Published: 12 August 2011

Abstract

Background

Based on the general approach of locus of control, health locus of control (HLOC) concerns control-beliefs due to illness, sickness and health. HLOC research results provide an improved understanding of health related behaviour and patients' compliance in medical care. HLOC research distinguishes between beliefs due to Internality, Externality powerful Others (POs) and Externality Chance. However, evidences for differentiating the POs dimension were found. Previous factor analyses used selected and predominantly clinical samples, while non-clinical studies are rare. The present study is the first analysis of the HLOC structure based on a large representative general population sample providing important information for non-clinical research and public health care.

Methods

The standardised German questionnaire which assesses HLOC was used in a representative adult general population sample for a region in Northern Germany (N = 4,075).

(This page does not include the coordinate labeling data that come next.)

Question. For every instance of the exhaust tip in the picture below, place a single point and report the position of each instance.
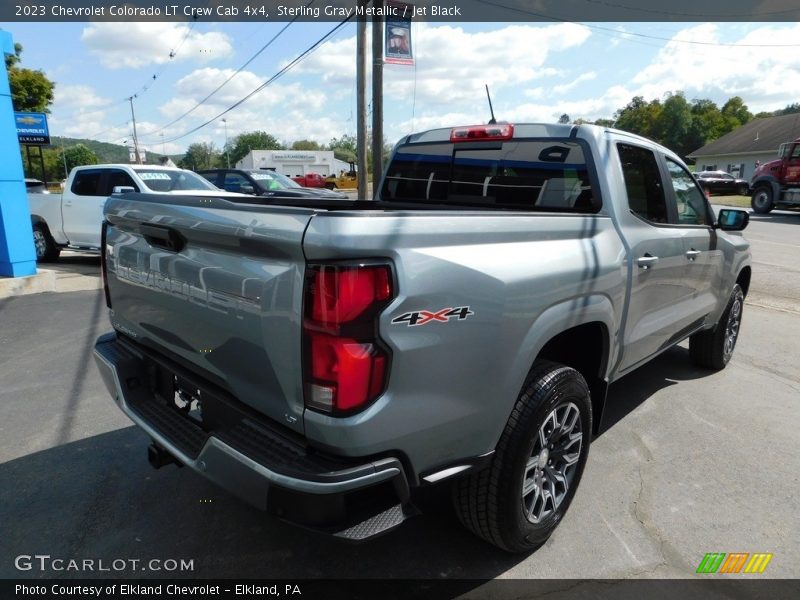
(158, 457)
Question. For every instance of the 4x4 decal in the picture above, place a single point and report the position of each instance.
(423, 317)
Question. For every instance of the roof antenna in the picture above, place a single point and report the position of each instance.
(491, 110)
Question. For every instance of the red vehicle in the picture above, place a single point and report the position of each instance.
(776, 184)
(310, 180)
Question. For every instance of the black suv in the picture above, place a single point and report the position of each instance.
(720, 182)
(264, 182)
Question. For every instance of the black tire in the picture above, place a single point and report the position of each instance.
(491, 503)
(46, 249)
(762, 201)
(713, 349)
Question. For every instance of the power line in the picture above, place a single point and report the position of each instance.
(224, 83)
(269, 81)
(615, 33)
(714, 16)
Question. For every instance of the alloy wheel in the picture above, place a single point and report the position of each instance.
(553, 462)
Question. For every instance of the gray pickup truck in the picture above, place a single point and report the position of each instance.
(327, 359)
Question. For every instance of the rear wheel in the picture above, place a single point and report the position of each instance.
(762, 200)
(518, 501)
(713, 349)
(46, 249)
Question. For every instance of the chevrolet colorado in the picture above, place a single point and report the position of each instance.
(325, 359)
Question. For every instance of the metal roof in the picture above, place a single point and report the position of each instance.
(759, 135)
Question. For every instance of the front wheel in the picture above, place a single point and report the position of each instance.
(517, 502)
(46, 249)
(713, 349)
(762, 200)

Data analyses used ordinal factor analyses in LISREL and Mplus. Alternative theory-driven models with one to four latent variables were compared using confirmatory factor analysis. Fit indices, chi-square difference tests, residuals and factor loadings were considered for model comparison. Exploratory factor analysis was used for further model development. Results were cross-validated splitting the total sample randomly and using the cross-validation index.

Results

A model with four latent variables (Internality, Formal Help, Informal Help and Chance) best represented the HLOC construct (three-dimensional model: normed chi-square = 9.55; RMSEA = 0.066; CFI = 0.931; SRMR = 0.075; four-dimensional model: normed chi-square = 8.65; RMSEA = 0.062; CFI = 0.940; SRMR = 0.071; chi-square difference test: p < 0.001). After excluding one item, the superiority of the four- over the three-dimensional HLOC construct became very obvious (three-dimensional model: normed chi-square = 7.74; RMSEA = 0.059; CFI = 0.950; SRMR = 0.079; four-dimensional model: normed chi-square = 5.75; RMSEA = 0.049; CFI = 0.965; SRMR = 0.065; chi-square difference test: p < 0.001). Results were confirmed by cross-validation. Results based on our large community sample indicated that western general populations separate health-related control-beliefs concerning formal and informal assistance.

Conclusions

Future non-clinical HLOC studies in western cultures should consider four dimensions of HLOC: Internality, Formal Help, Informal Help and Chance. However, the standardised German instrument needs modification. Therefore, confirmation of our results may be useful. Future research should compare HLOC structure between clinical and non-clinical samples as well as cross-culturally.